Mechernich - Großübung: Besuchergruppe im Bergwerk eingestürzt
Feuerwehr und Rotes Kreuz spielten Ernstfall unter realistischen Bedingungen durch
Mechernich – „Dramatische Szenen spielten sich am Samstagmittag am und im Besucherbergwerk Mechernich ab“, schreibt der Schleidener Journalist Stephan Everling in der „Kölnischen Rundschau“ und im „Kölner Stadt-Anzeiger“ über eine Großübung der Freiwilligen Feuerwehr der Stadt Mechernich im Bergwerkmuseum. „Dichter Rauch quoll aus dem Stolleneingang, während Feuerwehr und DRK sich gemeinsam bemühten, Klarheit über die Geschehnisse im Berginnern zu gewinnen.“
Eine Besuchergruppe war mit zwei Führern von einem Bergeinsturz überrascht worden, das wussten die beiden Jugendlichen zu berichten, die verzweifelt am Ausgangstor auf die Rettungskräfte gewartet hatten. Während der eine bewusstlos zusammengebrochen war, versuchte das Mädchen sich immer wieder dem Griff der Retter zu entziehen und wieder in die Grube zu rennen. „Wir müssen ihnen helfen“, rief sie ein um das andere Mal und war kaum zu beruhigen.

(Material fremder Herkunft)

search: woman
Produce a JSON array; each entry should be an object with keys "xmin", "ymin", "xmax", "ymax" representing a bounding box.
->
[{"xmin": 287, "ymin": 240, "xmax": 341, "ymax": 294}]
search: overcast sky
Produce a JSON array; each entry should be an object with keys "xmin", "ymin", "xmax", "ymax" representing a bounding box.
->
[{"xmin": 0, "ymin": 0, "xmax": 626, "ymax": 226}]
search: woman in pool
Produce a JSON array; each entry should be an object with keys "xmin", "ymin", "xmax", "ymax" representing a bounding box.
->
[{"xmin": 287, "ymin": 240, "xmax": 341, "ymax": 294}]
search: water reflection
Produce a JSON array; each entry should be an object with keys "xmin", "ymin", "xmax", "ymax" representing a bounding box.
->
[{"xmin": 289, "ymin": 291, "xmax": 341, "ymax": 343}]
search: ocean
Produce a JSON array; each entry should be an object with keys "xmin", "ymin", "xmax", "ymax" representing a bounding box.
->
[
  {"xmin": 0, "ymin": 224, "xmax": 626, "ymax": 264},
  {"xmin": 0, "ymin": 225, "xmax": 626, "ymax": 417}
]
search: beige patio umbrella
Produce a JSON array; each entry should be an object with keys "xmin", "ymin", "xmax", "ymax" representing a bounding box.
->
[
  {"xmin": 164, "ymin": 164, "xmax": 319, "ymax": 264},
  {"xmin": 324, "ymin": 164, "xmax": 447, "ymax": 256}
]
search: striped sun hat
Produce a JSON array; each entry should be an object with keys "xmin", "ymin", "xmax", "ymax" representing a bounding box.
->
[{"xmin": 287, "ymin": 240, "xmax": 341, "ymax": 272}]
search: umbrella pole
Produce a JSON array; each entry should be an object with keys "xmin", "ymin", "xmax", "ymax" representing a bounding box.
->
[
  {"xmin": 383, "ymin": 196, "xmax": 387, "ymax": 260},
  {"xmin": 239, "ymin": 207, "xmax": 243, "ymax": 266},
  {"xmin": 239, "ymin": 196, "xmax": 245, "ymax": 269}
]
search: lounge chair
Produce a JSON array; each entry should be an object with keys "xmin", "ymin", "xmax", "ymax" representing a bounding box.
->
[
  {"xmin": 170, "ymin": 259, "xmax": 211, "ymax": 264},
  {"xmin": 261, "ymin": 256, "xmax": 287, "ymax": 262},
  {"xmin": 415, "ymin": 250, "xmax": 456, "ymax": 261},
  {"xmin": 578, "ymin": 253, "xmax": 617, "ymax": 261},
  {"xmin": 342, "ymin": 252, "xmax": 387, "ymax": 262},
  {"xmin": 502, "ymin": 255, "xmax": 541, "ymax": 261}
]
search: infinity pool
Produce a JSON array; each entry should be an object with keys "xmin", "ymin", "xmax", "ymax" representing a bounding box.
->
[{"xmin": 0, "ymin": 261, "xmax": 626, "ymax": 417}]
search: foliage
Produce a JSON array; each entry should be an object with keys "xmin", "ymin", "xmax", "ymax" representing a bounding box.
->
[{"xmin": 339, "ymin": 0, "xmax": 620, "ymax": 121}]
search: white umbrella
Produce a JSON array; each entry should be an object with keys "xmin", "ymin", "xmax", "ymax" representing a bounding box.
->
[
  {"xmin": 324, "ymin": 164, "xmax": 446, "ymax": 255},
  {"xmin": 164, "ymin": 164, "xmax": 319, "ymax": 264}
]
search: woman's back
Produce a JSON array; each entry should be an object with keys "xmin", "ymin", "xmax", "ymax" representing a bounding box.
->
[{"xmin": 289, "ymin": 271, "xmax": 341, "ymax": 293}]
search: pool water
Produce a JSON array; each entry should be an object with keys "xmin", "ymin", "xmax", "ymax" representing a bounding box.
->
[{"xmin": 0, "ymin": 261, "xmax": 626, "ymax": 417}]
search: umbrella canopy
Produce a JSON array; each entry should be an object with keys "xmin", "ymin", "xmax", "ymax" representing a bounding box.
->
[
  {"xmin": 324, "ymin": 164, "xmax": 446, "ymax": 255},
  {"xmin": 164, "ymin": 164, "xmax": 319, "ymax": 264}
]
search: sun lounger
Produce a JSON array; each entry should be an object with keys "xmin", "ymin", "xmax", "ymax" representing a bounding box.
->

Seit zwei Monaten hatte Achim Nießen, Chef der Löschgruppe Vussem, mit Markus Kurtensiefen und Reiner Müller an dem Szenario gearbeitet. Bauholz aus dem Fundus des Besucherbergwerkes und Styroporsteine, die einst bei Dreharbeiten für die Fernsehserie „Cobra 11“ gedient hatten, sorgten für das realistische Ambiente. „Den letzten Schliff verlieh Nießen der Szene, indem er fröhlich mit der Nebelmaschine Rauch in den Stollen blies und damit den Zugang in malerisches Dunkel sinken ließ, bevor er sich nach Hause begab, um den kurz nach 13 Uhr ausgelösten Alarm abzuwarten“, schreibt Everling.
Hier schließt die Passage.